As soon as the S&P 500 (NYSEARCA:SPY), dipped below the 1500 mark, it came back up as fast as it fell. Improvement in some risk-on factors and better economic data caused a quick recovery.
Key recent positives for the market:
- Ben Bernanke defended the Federal Reserve's low-interest rate policies in an economic conference sponsored by the San Francisco Federal Reserve Bank on March 2.
- Unemployment percentage fell from 7.9% to 7.7% in February and cyclicals (NYSEARCA:XLY) outperformed consumer staples (NYSEARCA:XLP), which may have shown a bullish and resilient consumer spending.
- The bond yield curve steepened fast during the week and the weekly leading index improved.
Key recent negatives for the market:
- The U.S. dollar (NYSEARCA:UUP) is still in an uptrend while the euro (NYSEARCA:FXE) is in a mirror-imaging downtrend.
- Industrial metals (NYSEARCA:JJM) and commodities in general (NYSEARCA:DJP-OLD) are still behaving weakly and did not participate in the recent rally.
- Emerging market bonds (NYSEARCA:EMB) are still in a risk-off, underperforming trend relative to the 10-year treasuries (NYSEARCA:IEF); a trend that began at the start of 2013.
While economic fundamentals and bullish sentiment in the U.S. bond market have been improving recently, I remain cautious on the short term given the negatives mentioned and other trends included in a previous article (3 Powerful Trends That Have Been Giving Us A Warning).
Something to watch in the coming weeks
History does not repeat itself, but it does rhyme
If 2013 offers us enough similarities to 2012, a consolidation period might not be too far away. Only time will tell. The image below shows the S&P 500, SMA20, SMA10, RSI(14) and the Aroon.

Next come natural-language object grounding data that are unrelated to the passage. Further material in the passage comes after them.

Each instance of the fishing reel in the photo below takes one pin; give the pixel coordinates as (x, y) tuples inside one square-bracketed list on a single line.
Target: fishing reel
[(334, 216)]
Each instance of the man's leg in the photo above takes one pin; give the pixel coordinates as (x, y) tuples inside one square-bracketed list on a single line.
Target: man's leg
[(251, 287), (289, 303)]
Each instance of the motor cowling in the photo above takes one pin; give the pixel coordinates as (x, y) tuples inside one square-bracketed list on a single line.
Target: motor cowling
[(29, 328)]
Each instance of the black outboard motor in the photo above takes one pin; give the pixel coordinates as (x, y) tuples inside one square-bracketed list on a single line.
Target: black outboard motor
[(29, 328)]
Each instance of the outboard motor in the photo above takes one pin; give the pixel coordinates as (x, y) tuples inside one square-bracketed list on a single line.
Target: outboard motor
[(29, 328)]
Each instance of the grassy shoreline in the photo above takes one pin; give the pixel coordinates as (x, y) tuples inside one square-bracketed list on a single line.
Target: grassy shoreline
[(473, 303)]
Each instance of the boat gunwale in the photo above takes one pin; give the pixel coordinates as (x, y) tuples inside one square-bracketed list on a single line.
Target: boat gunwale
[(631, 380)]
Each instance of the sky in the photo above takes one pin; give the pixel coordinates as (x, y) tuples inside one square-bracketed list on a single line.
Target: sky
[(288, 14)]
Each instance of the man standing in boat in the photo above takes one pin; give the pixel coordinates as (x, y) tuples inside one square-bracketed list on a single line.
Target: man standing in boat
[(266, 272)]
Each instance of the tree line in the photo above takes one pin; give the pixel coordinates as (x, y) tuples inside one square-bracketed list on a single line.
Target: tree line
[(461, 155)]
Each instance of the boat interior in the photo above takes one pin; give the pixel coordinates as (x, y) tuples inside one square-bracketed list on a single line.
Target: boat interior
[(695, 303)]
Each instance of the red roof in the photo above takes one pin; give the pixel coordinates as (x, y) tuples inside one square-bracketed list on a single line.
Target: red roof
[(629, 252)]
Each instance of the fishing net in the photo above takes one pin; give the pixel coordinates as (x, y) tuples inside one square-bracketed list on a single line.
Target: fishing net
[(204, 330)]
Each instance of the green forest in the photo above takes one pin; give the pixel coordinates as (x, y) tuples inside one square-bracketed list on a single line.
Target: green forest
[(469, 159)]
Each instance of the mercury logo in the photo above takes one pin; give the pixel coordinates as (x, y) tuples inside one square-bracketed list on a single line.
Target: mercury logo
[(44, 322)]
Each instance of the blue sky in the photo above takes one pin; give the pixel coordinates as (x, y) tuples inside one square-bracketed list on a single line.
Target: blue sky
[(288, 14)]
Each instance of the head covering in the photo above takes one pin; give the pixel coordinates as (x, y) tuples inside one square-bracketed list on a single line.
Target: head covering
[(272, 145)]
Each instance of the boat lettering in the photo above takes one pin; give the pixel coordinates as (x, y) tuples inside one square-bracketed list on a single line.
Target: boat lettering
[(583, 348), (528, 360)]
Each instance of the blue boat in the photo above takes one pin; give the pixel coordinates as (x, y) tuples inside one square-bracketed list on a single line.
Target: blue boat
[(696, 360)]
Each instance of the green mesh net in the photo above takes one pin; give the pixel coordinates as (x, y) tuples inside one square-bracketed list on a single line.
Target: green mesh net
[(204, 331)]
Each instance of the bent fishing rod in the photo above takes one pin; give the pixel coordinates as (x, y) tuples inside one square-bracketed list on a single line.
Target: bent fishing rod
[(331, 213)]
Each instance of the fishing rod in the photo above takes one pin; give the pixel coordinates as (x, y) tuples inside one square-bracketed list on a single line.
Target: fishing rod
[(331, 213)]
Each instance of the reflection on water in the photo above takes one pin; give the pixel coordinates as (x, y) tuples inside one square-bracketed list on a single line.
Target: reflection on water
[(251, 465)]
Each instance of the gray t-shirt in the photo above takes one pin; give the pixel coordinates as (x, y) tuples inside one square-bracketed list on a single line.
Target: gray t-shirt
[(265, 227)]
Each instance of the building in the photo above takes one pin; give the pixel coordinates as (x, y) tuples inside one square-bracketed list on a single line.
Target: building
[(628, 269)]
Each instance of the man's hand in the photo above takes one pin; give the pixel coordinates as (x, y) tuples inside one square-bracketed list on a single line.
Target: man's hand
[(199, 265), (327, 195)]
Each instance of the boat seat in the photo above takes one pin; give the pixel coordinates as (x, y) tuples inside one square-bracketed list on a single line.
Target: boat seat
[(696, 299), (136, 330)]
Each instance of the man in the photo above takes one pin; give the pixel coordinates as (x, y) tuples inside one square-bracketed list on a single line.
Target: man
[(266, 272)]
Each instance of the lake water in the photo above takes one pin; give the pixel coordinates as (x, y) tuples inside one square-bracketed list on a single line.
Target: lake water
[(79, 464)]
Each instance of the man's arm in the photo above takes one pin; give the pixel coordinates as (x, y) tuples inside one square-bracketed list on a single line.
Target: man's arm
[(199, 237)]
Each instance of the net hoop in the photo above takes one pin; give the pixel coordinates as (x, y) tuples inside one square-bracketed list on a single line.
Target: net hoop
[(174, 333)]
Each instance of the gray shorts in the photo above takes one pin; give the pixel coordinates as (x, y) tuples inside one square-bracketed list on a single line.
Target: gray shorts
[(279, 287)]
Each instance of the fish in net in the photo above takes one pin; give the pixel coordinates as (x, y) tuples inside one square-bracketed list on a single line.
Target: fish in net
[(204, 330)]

Image created at stockcharts.com
Some bearish observations about the chart:
- The SMA10 crossed the SMA20 in the most recent market drop into the sub 1500 zone. This didn't happen in the late December drop.
- Volume decreased while the market went up during last week.
- Up to this point, the RSI seems to be forming a bearish divergence that started in late January.
- It's possible that we may be riding the 5th impulsive wave of an Elliott wave set that started on November 2012.
It will be interesting to keep watching the market and see how the next weeks unfold.
Economic Reports for Next Week
MONDAY, March 11
TUESDAY, March 12
NFIB small business index
WEDNESDAY, March 13
Retail sales ex-autos
Import price index
THURSDAY, March 14
Weekly jobless claims
Producer price index
Current account deficit
FRIDAY, March 15
Consumer price index
Empire state index
Disclosure: I have no positions in any stocks mentioned, and no plans to initiate any positions within the next 72 hours. I wrote this article myself, and it expresses my own opinions. I am not receiving compensation for it (other than from Seeking Alpha). I have no business relationship with any company whose stock is mentioned in this article.
Additional disclosure: Suggestions or tips are for information purposes only and there is no guarantee on stock returns or market performance. All readers must use their prudence and consult their financial advisors before acting on any of the securities or suggestions mentioned. I do not hold any responsibility and can not be held liable for any losses incurred (if any) by acting on the information provided.